The production’s main and quite undermining flaw is that the director, Christopher Alden, is consistently obsessed with the imposition of concept to the detriment of Verdi’s inherently theatrical masterpiece. He constantly strives for dramatic impression and overdoes each opportunity for visual impact to the point of overstatement and sometimes of cliché. The heavy handed visual effects definitely undercut the inherent drama and sometimes the very music in Verdi’s opera. The director always distracts us, always forces us to analyze his effect, always grandly makes points already made in the opera as it is. Sometimes in this production the symbolic becomes almost silly.
The opera’s action, although it requires Rigoletto to escape home to his sanctuary with Gilda, and away from the cruel world and his cruel self in it, all takes place in the duke’s court –or is it in Rigoletto’s mind?- here a Victorian men’s club. Alden likes to make bold arrangement of bodies, likes to have used women strewn upon the floor to prove this a cruelly patriarchal culture, likes the opera’s characters stationed at the ends of the stage’s vast expanse in a drama-diluting fashion. He chooses to have Rigoletto exiled for seemingly long stretches on a chair downstage and remote from the action, opts for the lilting Questa o quella to be delivered by the immobile duke sitting with his smoking and brandy sipping cronies. His bizarre staging includes a maid who walks slowly and ritualistically from up left to down center and it is a very long walk. The director messes around with explicit dramatic potential and Cara None is sung with competing distraction upstage. Did I mention that the onstage lynching of Monterone in the club?
After the abduction we have bodies, some partially dressed, strewn all over the men’s club in disarray and the mother’s portrait is now slashed, no doubt symbolically. When the duke states that for Gilda he would change his ways, he takes a substantial swig from a bottle and no doubt we get the point that he is a hypocrite. As Rigoletto passively sits at the fire with his back to the proceedings, of all things, the men of the club surround the couch upon which the duke does what he does best with Gilda. Yes, Rigoletto can do nothing, we are told visually, but we already know that. When Gilda’s last breath comes, strangely again in the same setting, she does not just die but she wanders off to an open door upstage with blinding light before her making her into an angelic silhouette.
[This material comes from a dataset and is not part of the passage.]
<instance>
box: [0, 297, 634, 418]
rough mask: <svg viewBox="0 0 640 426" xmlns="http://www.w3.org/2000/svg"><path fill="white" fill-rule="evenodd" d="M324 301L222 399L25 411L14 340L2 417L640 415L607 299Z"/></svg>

Effective, certainly, but also unnecessary and clichéd.
We are constantly made aware that this is the director’s gig but, of course, it proves repeatedly absurd to try to make the most theatrical of composers more theatrical. Verdi has a censor-defying and humanly dramatic tale already set up and Alden seems intent on messing it up. As for meanings, one very soon feels nudge-nudged to death with points already made by composer and his libretto. If all this sounds like a clutter of devices, it sometimes is. In Verdi the drama is direct and the criticism of royalty and sexism are quite explicit, but here, under guise of making a statement, the director constantly forces us away from Verdi in order to decipher his directorial devices. There is so much here, granted, that is interesting to watch and experience, and much beauty of setting to behold, but unfortunately there is much that is unnecessarily distracting and self-indulgent.